Governments
should obey the law. Yet, the temptation of government officials to engage in
vigilantism in order to
appear tough on crime and get at what officials portray as the bad guys is sometimes overwhelming. The law goes
by the wayside.
A case in
point is the December 5th press release by Public Safety Minister Vic Toews and
Immigration Minister Jason Kenny announcing the designation of five groups
under the recent amendments to the Immigration legislation. The groups were designated as irregular
arrivals. The designation was touted as
an action against human smuggling.
The
designations encompassed 85 individuals, 50 adults and 35 children. The night prior to the announcement, the Government
arrested 30 of the eighty five. The
individuals were reported to have crossed sometime earlier the Canadian US
border at an unmanned border crossing at Stanstead Quebec, temporarily
detained, made refugee protection claims, and then released. They are all nationals of Romania.
The law
for the non-designated requires for those detained a review after 48 hours,
then seven days, then every thirty days.
With detention review, an independent tribunal, the Immigration Division
of the Immigration and Refugee Board, determines if the detention meets legal
standards. Detainees are to be released
unless they are a danger to the public, are unlikely to appear for further
proceedings or their identity is unknown.
Under the
new designation system, detention review is less frequent. The first detention review follows 14 days
after arrest, and every six months after that. The grounds of release are more
restrictive.
The
Government applied the new law to the thirty arrested the evening of December 4 th .

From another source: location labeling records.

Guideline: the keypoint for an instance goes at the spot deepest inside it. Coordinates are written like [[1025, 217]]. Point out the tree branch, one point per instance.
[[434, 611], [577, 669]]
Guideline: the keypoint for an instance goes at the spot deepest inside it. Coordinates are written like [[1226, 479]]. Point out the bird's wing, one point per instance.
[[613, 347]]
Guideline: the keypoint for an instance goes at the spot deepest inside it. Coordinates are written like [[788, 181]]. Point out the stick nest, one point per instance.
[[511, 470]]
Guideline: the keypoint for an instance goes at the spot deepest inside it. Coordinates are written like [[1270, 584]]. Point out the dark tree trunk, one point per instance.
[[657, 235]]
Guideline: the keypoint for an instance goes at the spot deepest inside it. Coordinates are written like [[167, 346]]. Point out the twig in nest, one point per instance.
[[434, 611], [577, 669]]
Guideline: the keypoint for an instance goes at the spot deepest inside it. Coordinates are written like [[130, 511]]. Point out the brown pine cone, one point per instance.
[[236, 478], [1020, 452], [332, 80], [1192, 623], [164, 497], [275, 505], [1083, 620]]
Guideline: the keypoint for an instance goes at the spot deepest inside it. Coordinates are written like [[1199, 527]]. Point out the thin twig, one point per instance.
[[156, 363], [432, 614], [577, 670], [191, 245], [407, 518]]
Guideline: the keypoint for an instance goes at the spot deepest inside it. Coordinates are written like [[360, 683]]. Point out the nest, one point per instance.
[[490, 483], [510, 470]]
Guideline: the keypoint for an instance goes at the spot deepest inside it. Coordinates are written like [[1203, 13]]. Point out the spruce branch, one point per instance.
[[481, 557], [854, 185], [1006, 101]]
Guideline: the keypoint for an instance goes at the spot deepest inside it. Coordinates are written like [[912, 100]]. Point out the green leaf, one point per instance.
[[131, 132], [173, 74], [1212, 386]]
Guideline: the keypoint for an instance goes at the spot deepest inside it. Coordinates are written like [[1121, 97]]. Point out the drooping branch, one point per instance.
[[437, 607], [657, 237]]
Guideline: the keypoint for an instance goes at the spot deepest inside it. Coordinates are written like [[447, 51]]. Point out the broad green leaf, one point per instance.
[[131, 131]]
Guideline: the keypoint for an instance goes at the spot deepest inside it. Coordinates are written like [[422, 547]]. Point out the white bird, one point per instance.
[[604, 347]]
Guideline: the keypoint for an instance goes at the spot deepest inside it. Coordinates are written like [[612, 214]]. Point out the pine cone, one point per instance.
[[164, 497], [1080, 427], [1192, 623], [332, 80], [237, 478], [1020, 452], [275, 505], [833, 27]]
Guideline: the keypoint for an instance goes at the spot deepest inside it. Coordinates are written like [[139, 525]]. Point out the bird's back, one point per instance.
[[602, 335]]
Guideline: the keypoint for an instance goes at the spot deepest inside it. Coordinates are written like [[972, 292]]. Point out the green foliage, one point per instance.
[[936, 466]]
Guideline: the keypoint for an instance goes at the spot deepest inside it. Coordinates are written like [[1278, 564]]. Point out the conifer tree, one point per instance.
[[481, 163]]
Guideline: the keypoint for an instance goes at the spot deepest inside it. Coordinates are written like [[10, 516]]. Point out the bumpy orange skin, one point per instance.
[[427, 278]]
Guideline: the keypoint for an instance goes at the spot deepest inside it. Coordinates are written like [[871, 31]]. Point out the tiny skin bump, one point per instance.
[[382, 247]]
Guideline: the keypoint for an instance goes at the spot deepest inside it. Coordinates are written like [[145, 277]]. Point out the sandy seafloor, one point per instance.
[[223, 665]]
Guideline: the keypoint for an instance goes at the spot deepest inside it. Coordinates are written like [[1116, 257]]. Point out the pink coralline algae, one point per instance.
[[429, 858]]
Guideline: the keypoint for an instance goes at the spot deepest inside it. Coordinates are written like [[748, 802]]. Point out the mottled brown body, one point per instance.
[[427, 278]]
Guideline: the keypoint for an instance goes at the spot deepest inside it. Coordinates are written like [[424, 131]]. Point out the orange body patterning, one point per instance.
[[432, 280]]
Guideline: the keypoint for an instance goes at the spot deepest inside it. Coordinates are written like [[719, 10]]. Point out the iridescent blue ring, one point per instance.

Those whom the Government did not release after arrest were detained under the
new law. They were not given detention
reviews after 48 hours. The Government
rather offered them detention reviews after fourteen days.
Designation
of a group has the effect, in addition to prolonged detention, of denying
appeals from the refugee claim refusals and preventing family reunification and
travel documents for years after refugee claim acceptance. The effects of designation are arguably
unconstitutional, a violation of the Canadian Charter of Rights and Freedoms,
as arbitrary detention, a denial of fundamental justice and cruel and unusual
treatment. Even before one gets to
those issues, there was something very wrong with what the Government did,
throwing individuals in jail without the detention review the current law
requires on the basis of a press announcement alone.